When Carter scored, the Flyers were outshooting the Sabres 6-3 and dictating play. Two minutes later, after a series of harrowingly sloppy turnovers in their own end, that dynamic flipped. Boucher stopped Patrick Kaleta after Matt Carle put it on his stick, and about a minute later Braydon Coburn leveled Kaleta behind his own net and was called for interference.

Kaleta suffered an upper-body injury and did not return.

The Flyers escaped a 4-minute power play that seeped into the second period without allowing Buffalo's go-ahead goal. Special teams, so torturously fickle in the second half, had produced one goal and prevented at least another. Moreover, the success in both areas brought back some long missing swagger, and by the middle of the second period, the Flyers had slowed down the frantic pace, and seemed like a team with poise and a plan.

"I thought we played a smart game," said Flyers coach Peter Laviolette. "No games are easy. You look around in the playoffs, the seeds don't mean anything. You've got great teams in here battling it out. I think our guys have played some pretty good hockey for three games."

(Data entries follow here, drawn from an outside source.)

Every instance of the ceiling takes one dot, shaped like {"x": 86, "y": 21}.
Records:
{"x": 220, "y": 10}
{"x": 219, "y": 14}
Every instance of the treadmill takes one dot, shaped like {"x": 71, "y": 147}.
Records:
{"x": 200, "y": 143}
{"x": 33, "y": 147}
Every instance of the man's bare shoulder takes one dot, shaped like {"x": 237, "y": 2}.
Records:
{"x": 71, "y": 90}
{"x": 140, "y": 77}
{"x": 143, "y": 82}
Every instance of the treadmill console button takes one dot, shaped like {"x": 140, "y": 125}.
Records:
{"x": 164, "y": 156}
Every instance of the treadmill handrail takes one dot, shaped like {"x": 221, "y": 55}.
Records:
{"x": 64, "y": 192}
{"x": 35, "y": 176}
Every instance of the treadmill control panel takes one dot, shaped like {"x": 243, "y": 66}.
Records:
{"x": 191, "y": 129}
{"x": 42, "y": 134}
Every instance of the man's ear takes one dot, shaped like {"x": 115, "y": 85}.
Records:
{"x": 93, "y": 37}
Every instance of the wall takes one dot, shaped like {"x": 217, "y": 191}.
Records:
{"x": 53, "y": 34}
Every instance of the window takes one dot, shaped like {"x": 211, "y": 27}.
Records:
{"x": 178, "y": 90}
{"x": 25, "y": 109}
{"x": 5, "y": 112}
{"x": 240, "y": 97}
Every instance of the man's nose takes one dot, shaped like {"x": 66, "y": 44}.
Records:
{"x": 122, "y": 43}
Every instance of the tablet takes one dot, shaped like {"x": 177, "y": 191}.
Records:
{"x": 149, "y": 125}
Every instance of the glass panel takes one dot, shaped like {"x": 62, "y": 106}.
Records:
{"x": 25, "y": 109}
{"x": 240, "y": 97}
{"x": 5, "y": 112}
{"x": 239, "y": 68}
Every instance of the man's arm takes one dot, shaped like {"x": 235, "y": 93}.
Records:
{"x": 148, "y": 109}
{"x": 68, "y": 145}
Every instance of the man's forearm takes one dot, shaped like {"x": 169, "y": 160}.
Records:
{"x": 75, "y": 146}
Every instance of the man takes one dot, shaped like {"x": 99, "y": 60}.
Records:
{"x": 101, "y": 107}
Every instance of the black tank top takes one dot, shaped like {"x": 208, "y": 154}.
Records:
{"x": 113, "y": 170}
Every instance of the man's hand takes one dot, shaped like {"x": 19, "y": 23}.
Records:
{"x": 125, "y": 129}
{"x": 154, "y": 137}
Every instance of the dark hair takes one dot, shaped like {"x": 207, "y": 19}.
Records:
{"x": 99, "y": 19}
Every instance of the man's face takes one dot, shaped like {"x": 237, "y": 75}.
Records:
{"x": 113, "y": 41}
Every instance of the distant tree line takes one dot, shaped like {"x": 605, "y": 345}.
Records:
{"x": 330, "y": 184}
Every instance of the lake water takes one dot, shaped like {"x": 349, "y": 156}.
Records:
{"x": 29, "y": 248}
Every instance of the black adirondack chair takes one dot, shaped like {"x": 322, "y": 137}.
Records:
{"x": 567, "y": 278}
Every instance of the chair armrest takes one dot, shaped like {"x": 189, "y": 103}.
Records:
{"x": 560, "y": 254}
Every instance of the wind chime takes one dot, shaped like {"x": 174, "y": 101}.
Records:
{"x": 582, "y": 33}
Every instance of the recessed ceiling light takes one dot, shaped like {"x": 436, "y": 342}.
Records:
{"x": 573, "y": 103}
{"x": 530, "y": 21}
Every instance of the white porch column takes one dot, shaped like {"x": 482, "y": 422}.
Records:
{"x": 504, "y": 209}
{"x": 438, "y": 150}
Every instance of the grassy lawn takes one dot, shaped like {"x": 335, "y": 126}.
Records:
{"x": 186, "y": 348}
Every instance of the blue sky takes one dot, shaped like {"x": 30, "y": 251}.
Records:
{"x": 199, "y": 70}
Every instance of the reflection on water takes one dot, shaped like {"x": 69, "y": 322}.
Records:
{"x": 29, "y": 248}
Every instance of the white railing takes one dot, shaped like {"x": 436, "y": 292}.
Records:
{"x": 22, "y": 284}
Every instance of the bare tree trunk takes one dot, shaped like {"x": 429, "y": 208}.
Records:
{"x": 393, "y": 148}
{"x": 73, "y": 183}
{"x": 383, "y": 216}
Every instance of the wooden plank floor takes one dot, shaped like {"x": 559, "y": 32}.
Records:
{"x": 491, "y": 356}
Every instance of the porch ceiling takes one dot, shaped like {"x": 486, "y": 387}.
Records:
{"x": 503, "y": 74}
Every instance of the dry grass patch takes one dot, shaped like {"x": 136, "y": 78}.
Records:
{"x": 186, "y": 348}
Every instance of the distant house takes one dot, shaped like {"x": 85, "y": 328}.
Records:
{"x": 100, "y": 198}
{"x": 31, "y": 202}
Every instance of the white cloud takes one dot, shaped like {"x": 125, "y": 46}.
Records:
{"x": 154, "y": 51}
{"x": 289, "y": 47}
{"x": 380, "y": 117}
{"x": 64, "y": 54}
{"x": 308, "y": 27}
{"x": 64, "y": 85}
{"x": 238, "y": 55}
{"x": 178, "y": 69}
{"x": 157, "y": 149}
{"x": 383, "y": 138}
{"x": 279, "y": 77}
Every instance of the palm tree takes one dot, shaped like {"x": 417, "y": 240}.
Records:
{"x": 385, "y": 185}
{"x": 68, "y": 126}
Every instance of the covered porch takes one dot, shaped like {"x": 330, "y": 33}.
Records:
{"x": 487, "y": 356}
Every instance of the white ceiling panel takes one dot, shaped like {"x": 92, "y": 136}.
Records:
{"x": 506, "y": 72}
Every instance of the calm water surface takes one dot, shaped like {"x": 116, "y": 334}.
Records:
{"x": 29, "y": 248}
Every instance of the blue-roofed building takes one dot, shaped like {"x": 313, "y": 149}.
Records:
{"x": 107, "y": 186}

It's not just that. The Flyers have re-established themselves in these three games, against a team that finished 16-4-4, finished as the NHL's hottest team. Roles are being defined, pieces are being identified. Claude Giroux has been spectacular on both ends of the ice. James van Riemsdyk has been a find. Scott Hartnell was again in the middle of everything, pried away a puck to set up Danny Briere with the Flyers' second goal. Nikolay Zherdev, inserted in the lineup for the first time in this postseason, scored what proved to be the game-winning goal at 16:44 of the second period.

And Mike Richards went up and down the ice, looked and played healthy, fed Zherdev that tap-in putt.

So are they cured? Have they officially left their past behind? Are they again playing like the team atop the conference for much of this season?

Well, there was that hairy first period. And they allowed a late goal in the second to make the third period that much more interesting.

But they didn't allow a goal in that final period. On the road, against a team that had not lost two straight games for 2 straight months. They could have won all three of these games with a bounce like the one Carter got last night.

"To be honest, I liked all of our games so far, " said Flyers coach Peter Laviolette.